Com base nesta premissa, a Primeira Câmara Criminal do Tribunal de Justiça manteve mandado de condução coercitiva expedido pela comarca de uma cidade da região do Vale do Itajaí em face de um adolescente de 14 anos, arrolado como testemunha de acusação em uma ação penal envolvendo violência doméstica.

De acordo com os autos, a defesa do garoto impetrou o habeas corpus, com pedido de liminar, depois que a juíza negou pedido para dispensa dele como testemunha de acusação contra o pai, em processo no qual este é acusado de agredir a mãe do menino. Como o garoto não havia comparecido na audiência para a qual fora regularmente intimado, a magistrada decidiu pela condução coercitiva, já que considerou seu depoimento “imprescindível” para o esclarecimento dos fatos.

No TJ, o defensor do garoto sustentou, em síntese, que forçar o menor a depor em juízo contra a sua vontade para relatar a convivência dos pais “ultrapassa a boa-fé da dilação probatória”. Além disso, argumentou que já contar o processo com provas suficientes para concluir se houve crime ou não.

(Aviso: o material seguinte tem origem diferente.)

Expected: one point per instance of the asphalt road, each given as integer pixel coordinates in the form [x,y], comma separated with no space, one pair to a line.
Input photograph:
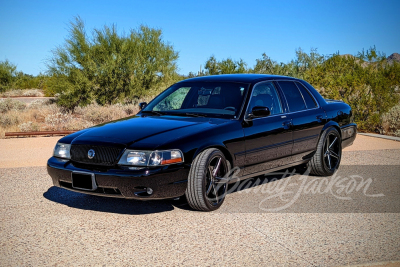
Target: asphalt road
[297,220]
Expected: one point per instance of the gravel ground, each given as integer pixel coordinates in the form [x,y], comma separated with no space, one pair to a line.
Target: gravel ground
[43,225]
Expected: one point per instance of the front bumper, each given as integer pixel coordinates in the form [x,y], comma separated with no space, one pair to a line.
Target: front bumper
[166,181]
[348,133]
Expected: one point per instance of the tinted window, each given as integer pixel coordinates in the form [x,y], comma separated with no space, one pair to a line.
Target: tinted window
[265,95]
[293,96]
[307,97]
[222,99]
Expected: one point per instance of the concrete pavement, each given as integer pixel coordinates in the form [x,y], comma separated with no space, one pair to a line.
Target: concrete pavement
[44,225]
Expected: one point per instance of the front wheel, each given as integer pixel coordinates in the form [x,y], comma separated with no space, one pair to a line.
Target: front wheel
[207,184]
[326,159]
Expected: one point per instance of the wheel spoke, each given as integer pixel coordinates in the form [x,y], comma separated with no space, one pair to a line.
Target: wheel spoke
[329,161]
[216,169]
[327,145]
[221,180]
[334,140]
[215,193]
[333,154]
[209,188]
[210,169]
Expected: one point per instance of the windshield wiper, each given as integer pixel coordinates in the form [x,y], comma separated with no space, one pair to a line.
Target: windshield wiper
[194,115]
[153,112]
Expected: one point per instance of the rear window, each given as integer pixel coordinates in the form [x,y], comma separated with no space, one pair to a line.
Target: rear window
[310,102]
[293,96]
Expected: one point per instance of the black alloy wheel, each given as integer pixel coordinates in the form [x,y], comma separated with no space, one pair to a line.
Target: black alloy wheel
[326,159]
[207,184]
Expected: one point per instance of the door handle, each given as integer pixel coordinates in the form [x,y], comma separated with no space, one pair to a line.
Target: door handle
[286,125]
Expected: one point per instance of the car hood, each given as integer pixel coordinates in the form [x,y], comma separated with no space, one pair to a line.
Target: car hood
[134,129]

Também alegou que o depoimento prestado na delegacia, quando ele contava com 11 anos de idade, “causou enorme abalo moral à época, inclusive tendo que participar de tratamento psicológico, pois foi lhe dito que seu depoimento não viria à tona, o que não ocorreu.”

Os argumentos, no entanto, não foram acolhidos pelo relator. Em seu voto, o desembargador Paulo Roberto Sartorato sublinhou que “a prova pertence ao processo-crime e, estando o juiz, destinatário final, convencido de que necessita de determinado elemento para a formação de sua convicção pessoal, pode insistir em sua produção probatória.”

“Salienta-se que, no presente caso, ‘[…] ainda que seja imperativa a oitiva do Paciente para esclarecer totalmente o fato e as suas circunstâncias, não será ele obrigado a prestar o compromisso legal (artigo 208 do Código de Processo Penal), situação que por certo minimiza eventuais abalos decorrentes do testemunho’ (trecho extraído do parecer da Procuradoria de Justiça). Ademais, em que pese a declaração do paciente no sentido de que desconhece totalmente dos fatos, razão pela qual sua oitiva em juízo não seria necessária, observa-se que os demais elementos constantes nos autos, em especial seu depoimento na fase policial. dizem o inverso.”

Outro elemento a justificar a condução coercitiva, no entendimento do desembargador relator, estava no fato de que a presença do adolescente em juízo também seria necessária “a fim de constatar se está sofrendo pressão para se calar, o que permitiria a tomada de medidas próprias.”

No julgamento da Primeira Câmara Criminal, em que a desembargadora Cinthia Beatriz da S. Bittencourt foi vencida, eis que votou pela concessão do habeas corpus, ficou definido que a condução deveria ser acompanhada por assistente social do juízo.

Além da desembargadora e do relator, participaram da sessão o desembargador Carlos Alberto Civinski e a procuradora de Justiça Sonia Maria Demeda Groisman Piardi.